Mostly, however, advisors say their clients’ improved sentiment may reflect recency bias following better stock performance. “Markets are up, so confidence is up,” an advisor says.
Advisors also note clients have started to contextualize recent ups and downs. “The fourth quarter decline in stocks gave clients some pause,” an advisor says. But reminding them “that 2016 and 2017 were steady increases — which was unusual — and that overall 2018 wasn’t unexpected or not planned for calmed many fears.”
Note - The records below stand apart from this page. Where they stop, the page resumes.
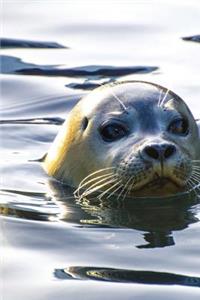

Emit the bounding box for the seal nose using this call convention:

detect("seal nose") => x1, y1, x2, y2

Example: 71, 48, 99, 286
143, 143, 176, 161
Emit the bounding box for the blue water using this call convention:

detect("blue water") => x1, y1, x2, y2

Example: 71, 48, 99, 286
1, 1, 200, 299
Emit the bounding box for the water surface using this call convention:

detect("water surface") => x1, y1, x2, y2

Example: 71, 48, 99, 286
1, 1, 200, 299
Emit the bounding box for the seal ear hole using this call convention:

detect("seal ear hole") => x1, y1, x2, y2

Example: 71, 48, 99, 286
81, 117, 89, 131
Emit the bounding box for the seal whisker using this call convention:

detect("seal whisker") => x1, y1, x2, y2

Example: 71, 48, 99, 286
160, 89, 169, 108
190, 178, 200, 187
79, 167, 115, 184
74, 167, 116, 197
186, 180, 193, 191
189, 174, 200, 183
77, 176, 116, 200
191, 167, 200, 170
122, 177, 135, 201
117, 177, 134, 201
157, 88, 163, 107
191, 177, 200, 184
187, 179, 196, 190
191, 172, 200, 179
188, 181, 200, 196
79, 178, 118, 200
192, 166, 200, 169
106, 183, 124, 199
98, 181, 122, 200
189, 175, 200, 184
188, 177, 200, 191
78, 174, 116, 199
190, 169, 200, 177
186, 181, 199, 196
189, 171, 200, 179
109, 87, 128, 113
192, 167, 200, 172
75, 172, 115, 198
191, 168, 200, 173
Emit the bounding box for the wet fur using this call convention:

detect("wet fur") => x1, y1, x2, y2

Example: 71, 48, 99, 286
43, 81, 200, 198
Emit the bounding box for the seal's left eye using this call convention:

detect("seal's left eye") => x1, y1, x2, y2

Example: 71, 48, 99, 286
168, 118, 189, 135
100, 123, 128, 142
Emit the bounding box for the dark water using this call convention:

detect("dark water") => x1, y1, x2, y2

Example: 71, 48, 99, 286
1, 1, 200, 299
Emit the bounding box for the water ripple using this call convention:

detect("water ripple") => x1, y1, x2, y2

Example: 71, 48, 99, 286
0, 38, 67, 49
55, 266, 200, 287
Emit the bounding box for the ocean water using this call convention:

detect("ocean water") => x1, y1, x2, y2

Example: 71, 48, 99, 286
1, 1, 200, 299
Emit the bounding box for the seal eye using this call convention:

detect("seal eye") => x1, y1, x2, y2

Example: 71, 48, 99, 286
100, 123, 128, 142
168, 118, 189, 135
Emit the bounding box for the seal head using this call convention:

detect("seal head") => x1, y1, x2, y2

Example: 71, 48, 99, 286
43, 81, 200, 198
Improvement in risk sentiment was the biggest driver of the 2.6-point gain in the composite RACI to 54.6. In addition to risk tolerance, the composite tracks asset allocation, investment product selection and sales, planning fees, new retirement plan enrollees and client tax liability.
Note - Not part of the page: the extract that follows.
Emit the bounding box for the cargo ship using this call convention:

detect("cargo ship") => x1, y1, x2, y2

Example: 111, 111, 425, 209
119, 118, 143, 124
The component tracking the amount of client assets used to buy stocks rose 1.6 points to 62.1 — its highest level in more than a year —reflects the “risk on” mood, advisors say, as price gains draw investors into the market.
Rotation into equities is consonant with positive outlook among some advisors. “Recovery after 2018’s fourth quarter has been steady, and we have reduced client cash allocation accordingly,” an advisor says. “Instead of holding 24-36 months of cash for retirees it’s back to 18-24 months.”
Client flows into cash have also been strong, as some clients lock in gains and rebalancing formulas dictate a reduction in stock positions. “When the market was down, there was buying opportunity,” an advisor says. “But when it goes up so quickly, we need to rebalance to keep aligned to asset allocation as set forth in” investment policy statements.
The index component tracking flows into cash gained 6.9 points to 53.9.
Readings on overall retirement plan flows were healthy, with the component tracking the dollar amount of contributions adding 5.3 points to 63.9. The component tracking the number of products sold rose 3.4 points to 56.4. Both measures exceeded their year-ago levels.
In addition to seasonal factors such as deadlines for contributions to tax-protected accounts and profit-sharing distributions, advisors say that favorable market performance is playing a role. “The market was looking stronger since the end of 2018, so people were getting motivated to contribute more,” an advisor says.